魔力視野はダンジョン発生後の研究で発見された六番目の感覚であり、その感覚を司っている脳の一部でもある。
その感覚が強いほどより遠くの魔力を探れたり、見た者の魔力保有量の多さを正確に測る等、様々な事が出来る様になる。
基本的にこの感覚は位が初めて上がった時に発現し、その強さは個人差はあるが、発現すればかなり大変だが鍛える事も出来る。
適合者の中には初めからその感覚に高い適性を持ち、魔力を見る事で嘘を見抜いたり、その人の本質を見抜くといった一種の読心術の様な業を確立させた人もいる。

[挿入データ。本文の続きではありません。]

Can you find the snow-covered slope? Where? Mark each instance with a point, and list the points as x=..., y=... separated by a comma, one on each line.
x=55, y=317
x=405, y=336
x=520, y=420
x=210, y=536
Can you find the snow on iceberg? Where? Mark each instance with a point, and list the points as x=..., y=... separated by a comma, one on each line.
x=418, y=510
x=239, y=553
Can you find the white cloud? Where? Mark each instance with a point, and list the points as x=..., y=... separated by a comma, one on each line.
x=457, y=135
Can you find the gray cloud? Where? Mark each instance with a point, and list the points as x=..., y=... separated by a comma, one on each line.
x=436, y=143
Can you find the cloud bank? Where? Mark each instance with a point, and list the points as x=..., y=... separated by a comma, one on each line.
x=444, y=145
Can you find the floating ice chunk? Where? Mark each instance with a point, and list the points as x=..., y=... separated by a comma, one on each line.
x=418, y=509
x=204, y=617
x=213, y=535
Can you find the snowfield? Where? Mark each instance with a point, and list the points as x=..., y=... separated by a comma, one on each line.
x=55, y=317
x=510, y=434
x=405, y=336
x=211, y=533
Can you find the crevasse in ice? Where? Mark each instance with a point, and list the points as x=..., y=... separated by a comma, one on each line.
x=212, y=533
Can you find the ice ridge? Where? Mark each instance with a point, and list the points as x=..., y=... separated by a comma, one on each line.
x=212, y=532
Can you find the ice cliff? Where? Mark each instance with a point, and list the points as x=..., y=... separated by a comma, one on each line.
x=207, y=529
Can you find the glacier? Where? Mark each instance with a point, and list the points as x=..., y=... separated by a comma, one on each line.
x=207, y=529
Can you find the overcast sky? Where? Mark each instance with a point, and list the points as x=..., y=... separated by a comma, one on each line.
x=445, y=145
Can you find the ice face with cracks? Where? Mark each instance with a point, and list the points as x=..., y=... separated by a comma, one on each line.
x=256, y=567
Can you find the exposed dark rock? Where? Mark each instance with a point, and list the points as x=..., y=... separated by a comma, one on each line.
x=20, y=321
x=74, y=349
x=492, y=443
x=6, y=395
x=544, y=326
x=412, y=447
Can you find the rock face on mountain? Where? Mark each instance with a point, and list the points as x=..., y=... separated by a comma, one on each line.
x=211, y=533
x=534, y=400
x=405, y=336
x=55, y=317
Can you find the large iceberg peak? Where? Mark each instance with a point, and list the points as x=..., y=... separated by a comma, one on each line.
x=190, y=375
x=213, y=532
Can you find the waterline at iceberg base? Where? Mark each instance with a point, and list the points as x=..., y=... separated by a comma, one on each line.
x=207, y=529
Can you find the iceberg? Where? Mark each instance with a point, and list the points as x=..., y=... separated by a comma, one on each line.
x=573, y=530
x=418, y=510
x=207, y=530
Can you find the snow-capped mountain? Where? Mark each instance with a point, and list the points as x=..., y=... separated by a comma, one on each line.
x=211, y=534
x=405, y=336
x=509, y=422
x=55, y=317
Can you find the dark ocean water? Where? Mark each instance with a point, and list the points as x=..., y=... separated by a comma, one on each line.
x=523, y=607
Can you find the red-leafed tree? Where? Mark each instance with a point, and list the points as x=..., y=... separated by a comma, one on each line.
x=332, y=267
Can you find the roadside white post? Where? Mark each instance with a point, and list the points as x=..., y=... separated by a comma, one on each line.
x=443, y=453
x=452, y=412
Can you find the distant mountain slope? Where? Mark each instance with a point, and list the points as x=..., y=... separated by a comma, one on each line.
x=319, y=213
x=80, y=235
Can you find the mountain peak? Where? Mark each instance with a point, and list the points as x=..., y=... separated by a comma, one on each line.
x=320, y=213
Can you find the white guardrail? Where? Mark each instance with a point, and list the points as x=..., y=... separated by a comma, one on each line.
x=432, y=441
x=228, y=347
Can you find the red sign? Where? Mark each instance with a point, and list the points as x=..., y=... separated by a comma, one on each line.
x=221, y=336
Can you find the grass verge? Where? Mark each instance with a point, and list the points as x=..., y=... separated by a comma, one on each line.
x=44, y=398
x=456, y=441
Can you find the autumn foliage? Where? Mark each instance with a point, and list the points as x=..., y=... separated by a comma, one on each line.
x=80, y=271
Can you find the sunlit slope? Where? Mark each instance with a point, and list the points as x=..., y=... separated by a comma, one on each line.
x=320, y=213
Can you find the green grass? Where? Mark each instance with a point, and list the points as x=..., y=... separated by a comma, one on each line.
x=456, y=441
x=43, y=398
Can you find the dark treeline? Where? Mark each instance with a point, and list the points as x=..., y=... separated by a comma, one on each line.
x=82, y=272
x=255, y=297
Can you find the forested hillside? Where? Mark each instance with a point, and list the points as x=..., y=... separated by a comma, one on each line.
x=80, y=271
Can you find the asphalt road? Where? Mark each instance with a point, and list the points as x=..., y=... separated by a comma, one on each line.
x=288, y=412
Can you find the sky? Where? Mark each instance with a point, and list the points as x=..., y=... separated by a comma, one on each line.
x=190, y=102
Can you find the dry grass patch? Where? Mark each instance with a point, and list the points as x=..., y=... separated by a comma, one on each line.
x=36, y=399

今回俺がやった事はその魔力視野に直接俺の魔力を接続させ、精神汚染を無理矢理洗い流す方法であり、過去にこの方法で重度の精神汚染に晒され廃人状態になった者が回復した事例もある。
だがその事例の後、軽度の精神汚染をした人に研究機関の者が同じ方法で施術した結果、逆に廃人になってしまったという事故が起こった。
それ以来その方法の成功率を上げるべく研究者が頑張っているが、今の所分かった事は相当精密な魔力操作が必要な事と、治療する者の精神性、治療を受ける者の耐性等 中々にハードルが高いのが現実になっている。
では何故そんな成功率の低い方法を試したのか。
それは俺が過去に精神汚染を回復させた実績があるため、魔力操作は問題ない事がひとつ。
それと紅の高い精神耐性を信頼しているからだ。
接続させた俺の魔力を彼女の魔力視野に馴染ませる様に覆う。
今の所は拒絶するような反応はない。
そこから魔力の質を変え、吸着の性質を帯びさせる。
細かい調整は必要だが、ここまで出来れば後は接続した魔力をそのまま引き抜いてしまうだけだ。
少し集中力は必要だがさほど難しい事ではない。
「ぅぁ…ぅ。」
引き抜く途中で紅が身じろぎしながら小さな呻き声を漏らす。
「頑張れ、もう少しの辛抱だぞ…。よし出たな。」
紅の状態と、引き抜く際になかなかの抵抗を感じていたので予想はしていた。
出て来た魔力球の中にはどす黒く、粘性を感じる魔力が内包されていた。